Mark Lanegan is best known for his rugged voice and doomed lyrics. His rustic voice has a thorny croon to it that one would imagine the Grim Reaper would have if he sang. On Lanegan’s new album, he pairs his unique instrument with a set of songs that look to pair his unique instrument with sounds that range from post punk, to western, to marginalized triphop. Naturally those don’t all sit well together.

While Lanegan’s work within other groups like Queens of the Stone Age, Screaming Trees, and the Gutter Twins, are brittle guitars and heavy drums, the work within his own band embraces an alternate tone that has worked great in the past (see “Ode to Sad Disco” on Blues Funeral) but is often times amiss on Phantom Radio. On “The Killing Season,” a thin drum loop, wandering synths, and a smattering of dated 90s production sounds places Lanegan in a backdrop that wouldn’t be out of place on John Mellencamp’s Mr.
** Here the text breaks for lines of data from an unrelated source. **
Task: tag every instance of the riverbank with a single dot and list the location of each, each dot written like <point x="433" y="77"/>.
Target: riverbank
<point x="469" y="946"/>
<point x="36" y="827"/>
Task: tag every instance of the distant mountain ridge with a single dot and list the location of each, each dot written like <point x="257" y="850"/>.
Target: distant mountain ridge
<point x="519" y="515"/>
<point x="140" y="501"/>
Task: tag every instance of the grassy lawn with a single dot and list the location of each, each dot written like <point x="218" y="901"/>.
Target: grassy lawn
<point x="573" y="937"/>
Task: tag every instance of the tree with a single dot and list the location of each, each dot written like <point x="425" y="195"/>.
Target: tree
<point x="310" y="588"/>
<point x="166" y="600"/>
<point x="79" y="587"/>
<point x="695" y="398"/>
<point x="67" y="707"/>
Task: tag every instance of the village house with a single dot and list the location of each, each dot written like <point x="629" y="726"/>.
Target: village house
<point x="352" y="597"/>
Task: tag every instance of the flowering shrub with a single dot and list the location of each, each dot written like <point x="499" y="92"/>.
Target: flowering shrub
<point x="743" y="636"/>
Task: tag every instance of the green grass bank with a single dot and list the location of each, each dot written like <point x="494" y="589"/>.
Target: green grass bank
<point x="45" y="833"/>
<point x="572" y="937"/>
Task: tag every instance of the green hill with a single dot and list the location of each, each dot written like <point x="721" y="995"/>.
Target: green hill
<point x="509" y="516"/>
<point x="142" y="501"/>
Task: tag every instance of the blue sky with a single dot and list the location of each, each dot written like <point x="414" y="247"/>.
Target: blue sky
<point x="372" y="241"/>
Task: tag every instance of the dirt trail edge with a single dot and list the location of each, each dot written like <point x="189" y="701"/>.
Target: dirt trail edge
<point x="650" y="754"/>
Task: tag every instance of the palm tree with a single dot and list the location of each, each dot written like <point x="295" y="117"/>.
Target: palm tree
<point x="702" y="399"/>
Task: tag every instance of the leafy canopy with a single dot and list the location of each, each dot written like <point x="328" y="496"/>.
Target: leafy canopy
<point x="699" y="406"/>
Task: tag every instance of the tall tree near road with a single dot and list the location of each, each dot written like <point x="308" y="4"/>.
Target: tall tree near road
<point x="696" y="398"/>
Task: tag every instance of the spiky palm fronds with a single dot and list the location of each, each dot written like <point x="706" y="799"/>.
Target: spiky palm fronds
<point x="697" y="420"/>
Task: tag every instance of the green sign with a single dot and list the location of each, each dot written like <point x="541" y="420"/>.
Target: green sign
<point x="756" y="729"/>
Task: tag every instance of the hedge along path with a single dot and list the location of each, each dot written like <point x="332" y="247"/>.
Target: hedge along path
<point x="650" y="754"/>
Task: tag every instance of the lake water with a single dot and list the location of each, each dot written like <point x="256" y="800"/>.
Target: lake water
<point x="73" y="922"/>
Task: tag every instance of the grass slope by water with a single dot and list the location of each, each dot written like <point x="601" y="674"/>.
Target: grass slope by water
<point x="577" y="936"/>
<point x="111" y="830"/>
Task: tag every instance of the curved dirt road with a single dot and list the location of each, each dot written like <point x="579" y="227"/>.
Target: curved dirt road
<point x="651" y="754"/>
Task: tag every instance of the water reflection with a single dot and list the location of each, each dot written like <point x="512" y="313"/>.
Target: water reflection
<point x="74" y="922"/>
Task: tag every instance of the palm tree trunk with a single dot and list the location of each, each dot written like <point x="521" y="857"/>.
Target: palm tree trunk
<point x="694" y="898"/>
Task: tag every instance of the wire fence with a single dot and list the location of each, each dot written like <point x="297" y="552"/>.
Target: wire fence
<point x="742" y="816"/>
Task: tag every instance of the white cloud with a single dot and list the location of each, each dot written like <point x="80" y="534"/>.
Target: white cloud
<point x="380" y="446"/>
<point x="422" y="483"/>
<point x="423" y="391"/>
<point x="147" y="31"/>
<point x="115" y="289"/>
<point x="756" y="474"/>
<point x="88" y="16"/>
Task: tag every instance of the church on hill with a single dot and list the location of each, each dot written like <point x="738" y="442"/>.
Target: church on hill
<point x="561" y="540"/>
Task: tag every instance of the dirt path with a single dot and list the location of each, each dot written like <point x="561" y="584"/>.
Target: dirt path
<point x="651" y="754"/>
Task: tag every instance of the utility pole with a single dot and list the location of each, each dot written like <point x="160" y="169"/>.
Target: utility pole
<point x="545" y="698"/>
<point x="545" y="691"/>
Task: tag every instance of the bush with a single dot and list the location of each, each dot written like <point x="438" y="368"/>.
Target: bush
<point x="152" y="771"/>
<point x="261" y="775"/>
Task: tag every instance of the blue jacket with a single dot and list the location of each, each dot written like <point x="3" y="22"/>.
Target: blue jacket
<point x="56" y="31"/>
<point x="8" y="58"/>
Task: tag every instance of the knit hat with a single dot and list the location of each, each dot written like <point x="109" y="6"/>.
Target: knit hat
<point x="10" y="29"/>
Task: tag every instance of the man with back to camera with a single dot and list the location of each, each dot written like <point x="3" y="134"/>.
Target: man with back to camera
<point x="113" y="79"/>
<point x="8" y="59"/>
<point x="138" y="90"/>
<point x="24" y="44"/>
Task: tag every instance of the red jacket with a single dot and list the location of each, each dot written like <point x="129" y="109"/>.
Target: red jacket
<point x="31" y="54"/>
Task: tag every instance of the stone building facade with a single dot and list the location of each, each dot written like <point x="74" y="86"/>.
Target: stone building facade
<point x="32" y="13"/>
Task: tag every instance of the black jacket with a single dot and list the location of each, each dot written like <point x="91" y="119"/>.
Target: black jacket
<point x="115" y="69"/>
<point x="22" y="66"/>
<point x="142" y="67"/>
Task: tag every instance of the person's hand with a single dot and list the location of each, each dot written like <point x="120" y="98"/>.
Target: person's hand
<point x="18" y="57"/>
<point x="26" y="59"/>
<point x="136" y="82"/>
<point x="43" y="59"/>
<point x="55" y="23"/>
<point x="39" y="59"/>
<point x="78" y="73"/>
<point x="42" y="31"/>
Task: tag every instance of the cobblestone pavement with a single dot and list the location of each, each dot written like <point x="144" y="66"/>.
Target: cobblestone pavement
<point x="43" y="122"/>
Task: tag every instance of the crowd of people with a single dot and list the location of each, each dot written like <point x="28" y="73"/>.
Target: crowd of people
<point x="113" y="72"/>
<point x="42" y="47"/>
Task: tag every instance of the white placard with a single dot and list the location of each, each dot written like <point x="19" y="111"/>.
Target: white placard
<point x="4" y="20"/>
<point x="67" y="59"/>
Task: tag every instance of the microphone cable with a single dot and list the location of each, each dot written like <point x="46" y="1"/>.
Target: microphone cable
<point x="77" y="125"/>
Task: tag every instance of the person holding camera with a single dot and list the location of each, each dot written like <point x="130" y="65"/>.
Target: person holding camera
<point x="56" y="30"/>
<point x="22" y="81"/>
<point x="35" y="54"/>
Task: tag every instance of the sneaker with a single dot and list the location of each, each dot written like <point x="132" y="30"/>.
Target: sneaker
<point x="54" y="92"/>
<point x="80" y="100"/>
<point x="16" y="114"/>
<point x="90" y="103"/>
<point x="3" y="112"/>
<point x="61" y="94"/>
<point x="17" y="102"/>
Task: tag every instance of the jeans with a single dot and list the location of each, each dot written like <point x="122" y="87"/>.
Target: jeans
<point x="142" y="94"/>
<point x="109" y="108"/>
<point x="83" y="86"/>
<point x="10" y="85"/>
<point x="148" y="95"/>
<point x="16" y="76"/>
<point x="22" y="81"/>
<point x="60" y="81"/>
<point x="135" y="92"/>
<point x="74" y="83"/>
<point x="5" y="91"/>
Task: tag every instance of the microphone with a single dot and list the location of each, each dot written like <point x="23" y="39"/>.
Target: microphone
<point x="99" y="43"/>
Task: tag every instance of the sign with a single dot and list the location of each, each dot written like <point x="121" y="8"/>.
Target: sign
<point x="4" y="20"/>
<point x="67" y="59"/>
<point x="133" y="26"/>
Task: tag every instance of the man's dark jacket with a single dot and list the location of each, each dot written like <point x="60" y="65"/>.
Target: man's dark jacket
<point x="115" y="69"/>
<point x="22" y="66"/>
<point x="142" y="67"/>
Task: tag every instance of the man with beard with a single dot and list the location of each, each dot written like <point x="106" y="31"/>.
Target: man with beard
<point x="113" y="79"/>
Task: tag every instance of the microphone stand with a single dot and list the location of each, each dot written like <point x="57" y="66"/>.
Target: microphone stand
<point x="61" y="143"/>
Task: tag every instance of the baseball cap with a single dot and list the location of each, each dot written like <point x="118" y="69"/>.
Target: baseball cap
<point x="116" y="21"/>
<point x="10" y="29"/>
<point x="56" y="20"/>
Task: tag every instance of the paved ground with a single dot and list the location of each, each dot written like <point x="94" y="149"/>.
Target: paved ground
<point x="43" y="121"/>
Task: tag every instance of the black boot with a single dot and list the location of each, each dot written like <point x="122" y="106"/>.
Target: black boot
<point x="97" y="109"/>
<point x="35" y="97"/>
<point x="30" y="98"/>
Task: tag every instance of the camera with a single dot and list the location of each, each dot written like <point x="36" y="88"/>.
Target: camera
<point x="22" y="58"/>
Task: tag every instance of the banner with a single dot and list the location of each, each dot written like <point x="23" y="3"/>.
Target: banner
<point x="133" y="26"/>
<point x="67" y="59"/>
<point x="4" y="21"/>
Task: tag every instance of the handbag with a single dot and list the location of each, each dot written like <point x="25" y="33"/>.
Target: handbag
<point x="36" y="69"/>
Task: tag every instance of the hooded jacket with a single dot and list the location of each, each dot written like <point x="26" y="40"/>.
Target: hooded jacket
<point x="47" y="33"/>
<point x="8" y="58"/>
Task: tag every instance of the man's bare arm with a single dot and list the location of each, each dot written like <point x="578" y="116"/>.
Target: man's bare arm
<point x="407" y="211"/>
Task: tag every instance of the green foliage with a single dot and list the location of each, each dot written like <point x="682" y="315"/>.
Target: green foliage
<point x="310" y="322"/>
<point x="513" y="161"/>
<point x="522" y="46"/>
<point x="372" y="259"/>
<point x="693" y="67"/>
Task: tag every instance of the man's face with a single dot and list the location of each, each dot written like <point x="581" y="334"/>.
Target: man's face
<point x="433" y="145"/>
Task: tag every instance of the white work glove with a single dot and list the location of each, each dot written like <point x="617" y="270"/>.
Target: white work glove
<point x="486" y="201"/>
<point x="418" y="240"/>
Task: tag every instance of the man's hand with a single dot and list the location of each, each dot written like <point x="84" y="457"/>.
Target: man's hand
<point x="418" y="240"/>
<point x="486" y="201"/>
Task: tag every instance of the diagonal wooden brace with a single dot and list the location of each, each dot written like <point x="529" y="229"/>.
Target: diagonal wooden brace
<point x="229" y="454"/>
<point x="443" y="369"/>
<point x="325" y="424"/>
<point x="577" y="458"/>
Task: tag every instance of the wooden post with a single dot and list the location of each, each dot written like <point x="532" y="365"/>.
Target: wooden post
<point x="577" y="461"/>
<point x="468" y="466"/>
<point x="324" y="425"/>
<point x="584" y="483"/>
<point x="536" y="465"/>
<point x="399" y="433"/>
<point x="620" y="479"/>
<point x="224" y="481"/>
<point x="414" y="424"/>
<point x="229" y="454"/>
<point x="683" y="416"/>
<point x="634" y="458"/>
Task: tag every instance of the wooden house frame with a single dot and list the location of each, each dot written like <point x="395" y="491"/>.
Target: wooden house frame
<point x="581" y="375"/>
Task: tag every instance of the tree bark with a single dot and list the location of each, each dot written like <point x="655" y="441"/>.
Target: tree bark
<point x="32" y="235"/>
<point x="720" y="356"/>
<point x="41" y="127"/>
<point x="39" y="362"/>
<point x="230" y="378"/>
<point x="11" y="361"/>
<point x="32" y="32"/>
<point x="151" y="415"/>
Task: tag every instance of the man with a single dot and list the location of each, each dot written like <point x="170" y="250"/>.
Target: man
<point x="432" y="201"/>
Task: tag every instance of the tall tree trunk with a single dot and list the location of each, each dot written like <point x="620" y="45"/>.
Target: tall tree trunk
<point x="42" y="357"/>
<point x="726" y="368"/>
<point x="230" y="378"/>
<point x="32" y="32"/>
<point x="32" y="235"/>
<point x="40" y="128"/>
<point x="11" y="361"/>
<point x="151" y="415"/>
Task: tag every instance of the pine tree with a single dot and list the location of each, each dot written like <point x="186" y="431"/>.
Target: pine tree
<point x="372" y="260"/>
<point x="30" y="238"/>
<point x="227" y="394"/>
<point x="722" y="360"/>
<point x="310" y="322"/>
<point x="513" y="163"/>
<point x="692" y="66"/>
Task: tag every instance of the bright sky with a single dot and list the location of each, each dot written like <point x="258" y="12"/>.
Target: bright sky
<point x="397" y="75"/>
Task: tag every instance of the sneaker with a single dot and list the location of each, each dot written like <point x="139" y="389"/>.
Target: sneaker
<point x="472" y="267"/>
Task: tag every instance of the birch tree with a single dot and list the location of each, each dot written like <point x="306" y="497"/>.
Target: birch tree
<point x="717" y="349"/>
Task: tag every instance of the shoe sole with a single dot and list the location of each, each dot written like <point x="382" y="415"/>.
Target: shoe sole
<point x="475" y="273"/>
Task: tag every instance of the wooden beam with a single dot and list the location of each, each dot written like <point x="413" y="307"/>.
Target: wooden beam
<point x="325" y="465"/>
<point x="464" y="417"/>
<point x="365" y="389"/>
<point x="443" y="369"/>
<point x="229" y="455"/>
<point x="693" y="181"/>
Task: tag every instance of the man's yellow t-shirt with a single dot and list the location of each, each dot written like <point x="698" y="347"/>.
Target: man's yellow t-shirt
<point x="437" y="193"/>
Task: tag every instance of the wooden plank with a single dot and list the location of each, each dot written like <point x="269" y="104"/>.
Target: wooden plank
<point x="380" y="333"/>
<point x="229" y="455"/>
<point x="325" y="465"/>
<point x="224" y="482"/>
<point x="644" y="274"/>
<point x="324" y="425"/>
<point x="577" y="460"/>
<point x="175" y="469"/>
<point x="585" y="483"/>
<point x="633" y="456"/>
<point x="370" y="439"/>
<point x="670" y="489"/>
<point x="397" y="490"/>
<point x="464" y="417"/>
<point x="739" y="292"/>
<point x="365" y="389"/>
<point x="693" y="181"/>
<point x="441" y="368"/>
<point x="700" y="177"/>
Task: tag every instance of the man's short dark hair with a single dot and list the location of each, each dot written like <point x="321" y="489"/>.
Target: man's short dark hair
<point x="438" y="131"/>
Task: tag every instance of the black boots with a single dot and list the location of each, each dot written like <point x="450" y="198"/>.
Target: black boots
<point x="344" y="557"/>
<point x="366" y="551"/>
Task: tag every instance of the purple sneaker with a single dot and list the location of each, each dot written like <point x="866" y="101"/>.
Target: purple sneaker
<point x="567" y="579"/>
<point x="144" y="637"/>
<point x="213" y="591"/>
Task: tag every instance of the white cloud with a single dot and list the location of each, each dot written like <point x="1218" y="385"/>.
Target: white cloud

Happy Go Lucky record. It’s a “hip” sound for an era that is certainly not right now (and frankly wasn’t then either). Ditto for “Seventh Day” which sounds like it should be running over the end credits of The Fifth Element with its vaguely eastern sounds and hokey slow gliding beats. Lenegan fairs a little better on the material that one comes to expect from the singer – “I Am the Wolf” is a fluttering, western acoustic ballad, and “Judgment Time” is a harmonium led standstill which has a fittingly haunted feel, if not the most compelling tune. The reflective Willie Nelsen-meets-Johnny Cash track “The Wild People” is not embarrassing, but it’s also a snore, drifting along in a warm, familiar way that like much record, is inessential.

More so than anything, the thin instrumentation is the biggest problem on this album. Opener “Harvest Home” makes it work with a mid tempo post-punk groove and a pretty synth blanket, but there isn’t much afterward to make Phantom Radio compelling. The one song that shines wholly is the glowing wanderer “Torn Red Heart,” where Lanegan reaches into his gentler, upper register for a song that sounds like a cross between Joy Division’s “Atmosphere” and U2’s “Running to Stand Still.” On this track, the production is far more graceful than anything else on the album, which is frustrating since its such a hindrance to everything else. If only this track could have been the album’s focal point, as opposed to the flimsier, mid-tempo cruising tracks that make up the majority of Phantom Radio’s stable.